When he had first been shot out into space there had been food with him, to trick him into thinking he had a supply. In fact, all those paperbags were one and the same bag, and when he opened the first one he collapsed them. Grahm, though advanced enough to eat the starlight shining in through all the windows, had requested this specific food to carry with them into the cold of space and now the bag had gone stale and the smell of Americana was faint enough that it could have been anything.

On a similar trajectory as he was his Chanceone, his choice one, Decarulin, who he was told was beautiful. He did not really care; they were going to fuck. That was the one thought that came back, though it too in different shapes. It was on the list. Some parts of him liked her, others hated her, but his whole being wanted her. That was sensor-proof.

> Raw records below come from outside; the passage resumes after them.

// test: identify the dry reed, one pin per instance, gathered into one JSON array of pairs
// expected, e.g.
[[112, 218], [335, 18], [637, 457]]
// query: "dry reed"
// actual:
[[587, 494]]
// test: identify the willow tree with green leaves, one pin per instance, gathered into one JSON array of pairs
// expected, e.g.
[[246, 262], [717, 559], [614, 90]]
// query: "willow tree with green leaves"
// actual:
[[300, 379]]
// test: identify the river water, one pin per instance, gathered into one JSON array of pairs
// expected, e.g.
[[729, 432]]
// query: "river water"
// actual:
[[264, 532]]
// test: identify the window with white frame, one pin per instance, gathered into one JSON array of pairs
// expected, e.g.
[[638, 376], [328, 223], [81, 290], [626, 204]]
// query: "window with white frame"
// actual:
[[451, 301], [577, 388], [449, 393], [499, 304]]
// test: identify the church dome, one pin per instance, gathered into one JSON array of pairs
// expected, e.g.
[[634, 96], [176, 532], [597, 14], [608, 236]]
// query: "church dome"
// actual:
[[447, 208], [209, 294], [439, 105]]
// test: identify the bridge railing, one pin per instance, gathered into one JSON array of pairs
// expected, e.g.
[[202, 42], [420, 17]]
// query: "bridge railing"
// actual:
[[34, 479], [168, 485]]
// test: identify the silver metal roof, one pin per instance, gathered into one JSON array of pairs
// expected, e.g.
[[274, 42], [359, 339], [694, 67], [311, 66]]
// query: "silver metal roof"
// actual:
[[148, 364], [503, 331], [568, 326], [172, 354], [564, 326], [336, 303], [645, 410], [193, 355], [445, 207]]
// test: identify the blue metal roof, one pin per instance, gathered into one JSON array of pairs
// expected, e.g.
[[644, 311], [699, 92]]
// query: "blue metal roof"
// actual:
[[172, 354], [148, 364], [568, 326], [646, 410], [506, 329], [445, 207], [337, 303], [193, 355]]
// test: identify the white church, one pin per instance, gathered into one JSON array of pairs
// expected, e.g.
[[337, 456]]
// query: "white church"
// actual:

Grahm started making up his own gods, but they lacked in weight and symbolism compared to the old gods and he used them up too quickly. He could spend a month in the intermediary state spoke of in the Bardo Thödol, or six weeks digesting [the footnotes of [the footnotes of [the footnotes of a typo]]] in the Torah scrolls but when worshipping the Eternal Lobster all he could do was shed and empty, all his skin cells aligning to attention. Days flew by, Grahm felt motion sickness from it – or was it the rotation? – and his pantheon thinned to just him, the devil, and the Alien.

“I am chock full of clockwork chemicals,” he said to space which did not reply, but rather looked scornfully back at him, malice in its million eyes. Looked back at them. He tried for a moment to repeat the declaration but started rhyming and embarrassed himself.

21

Day, night, day, night.

Day; night. The sun races across the sky like it’s got something to lose and hides behind the big blue planet when it can.

 

Day … night. We grow plants on our bodies and we hold our breaths when we can’t see the light. It burns our lungs. Day, then night. The stars come out to play like fish in the rain. They swirl out here, quite unlike the static sky down on soil. They spin and spin and spin and we are more still than ever. Day –

 
 
 
 
 
 
 
 
 

night. We are never going to go inside again.